What kind of economic cooperation exists between the EU and Kenya?
For years, Kenya has been an important African trade partner to the EU. Traditional export products are coffee and cut flowers. So far Kenya has enjoyed tariff-free export to the EU for most of its products.
Are there other potential markets in Kenya that might be interesting for German companies?
Renewables have a future in the sunny location of Kenya. The country is hoping for decentralised expansion of regenerative energy sources, like solar or wind. That is where we, as Germans, come in with relevant know-how and experience. Meanwhile we must be sure that Kenyans gain locally from the energy boom and are not exploited as is the case in Nigeria.
In many African countries, China has become the most important economic partner. Will that happen in Kenya as well?

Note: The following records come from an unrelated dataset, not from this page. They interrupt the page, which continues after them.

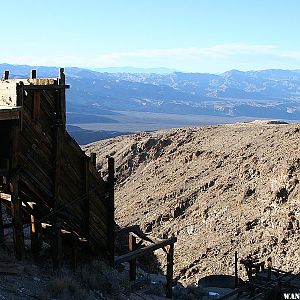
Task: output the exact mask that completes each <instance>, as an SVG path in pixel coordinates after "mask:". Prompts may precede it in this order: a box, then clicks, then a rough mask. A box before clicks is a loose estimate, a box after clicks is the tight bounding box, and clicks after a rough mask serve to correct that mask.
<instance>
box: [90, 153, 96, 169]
mask: <svg viewBox="0 0 300 300" xmlns="http://www.w3.org/2000/svg"><path fill="white" fill-rule="evenodd" d="M91 162H92V165H93V166H94V167H95V168H96V165H97V156H96V153H94V152H92V153H91Z"/></svg>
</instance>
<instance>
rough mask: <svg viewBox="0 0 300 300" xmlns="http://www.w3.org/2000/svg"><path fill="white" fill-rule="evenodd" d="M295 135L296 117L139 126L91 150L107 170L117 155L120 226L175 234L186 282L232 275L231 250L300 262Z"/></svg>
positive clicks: (297, 169) (294, 271) (231, 256)
mask: <svg viewBox="0 0 300 300" xmlns="http://www.w3.org/2000/svg"><path fill="white" fill-rule="evenodd" d="M299 143H300V125H299V124H292V125H282V124H268V122H251V123H238V124H229V125H221V126H204V127H192V128H182V129H171V130H164V131H158V132H153V133H149V134H148V133H139V134H135V135H131V136H125V137H117V138H114V139H110V140H104V141H100V142H97V143H94V144H90V145H87V146H86V147H85V149H86V150H87V152H96V153H97V159H98V168H99V170H100V171H102V172H103V173H105V170H106V165H105V164H106V159H105V156H106V155H107V154H110V155H112V156H114V157H115V159H116V168H117V169H116V171H117V191H116V222H117V223H118V225H120V226H121V227H125V226H128V225H133V224H138V225H139V226H140V228H141V229H142V230H143V231H144V232H145V233H148V234H151V235H152V236H156V237H159V238H166V237H170V236H172V235H175V236H177V237H178V242H177V244H176V247H175V273H176V276H177V278H178V279H179V280H180V281H181V282H182V283H183V284H185V285H188V284H191V283H196V282H197V281H198V280H199V279H200V278H202V277H205V276H207V275H210V274H229V275H232V274H233V272H234V268H233V257H234V252H235V251H238V255H239V258H246V257H250V256H251V257H252V258H257V259H259V260H265V261H266V260H267V258H269V257H271V258H272V263H273V266H275V267H278V268H281V269H284V270H286V271H293V272H299V271H300V267H299V266H300V235H299V233H300V227H299V220H300V206H299V205H300V193H299V191H300V190H299V179H300V145H299ZM104 175H105V174H104ZM161 262H162V264H163V260H161ZM162 268H164V266H163V265H162ZM241 275H242V276H245V274H241Z"/></svg>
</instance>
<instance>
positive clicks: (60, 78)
mask: <svg viewBox="0 0 300 300" xmlns="http://www.w3.org/2000/svg"><path fill="white" fill-rule="evenodd" d="M64 72H65V69H64V68H60V69H59V78H58V83H59V84H60V85H65V84H66V76H65V73H64ZM59 93H60V96H59V99H60V103H59V105H60V114H61V121H62V125H63V131H65V129H66V90H65V89H60V92H59Z"/></svg>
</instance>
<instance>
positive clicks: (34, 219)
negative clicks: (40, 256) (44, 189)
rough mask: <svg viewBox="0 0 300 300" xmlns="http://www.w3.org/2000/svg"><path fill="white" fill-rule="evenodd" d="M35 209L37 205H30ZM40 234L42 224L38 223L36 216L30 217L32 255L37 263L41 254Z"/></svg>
mask: <svg viewBox="0 0 300 300" xmlns="http://www.w3.org/2000/svg"><path fill="white" fill-rule="evenodd" d="M30 206H31V208H32V209H34V206H35V204H31V205H30ZM40 233H41V224H40V223H39V222H37V219H36V216H35V215H33V214H31V215H30V239H31V253H32V255H33V259H34V260H35V261H37V259H38V256H39V252H40V247H41V244H40Z"/></svg>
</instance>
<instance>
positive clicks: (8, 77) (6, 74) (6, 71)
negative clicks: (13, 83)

We are competing with China everywhere, where there is an abundance of raw materials: in Congo or in other states in the Sahel region. In Kenya there is not much that China desires. On the other hand, the Chinese are successfully bringing their products to Kenya for retail trade. That is something China has really mastered.
Would you encourage German companies to do business in Kenya?
Definitely in trade. In that area there is stable infrastructure that functions well. Other markets, such as renewables and road construction, also seem very promising. But at the same time I consider it risky to invest in markets that are still very young.
Kenya must create stable investment conditions: good education for skilled personnel, a stronger and more predictable rule of law as well as quick and reliable administration.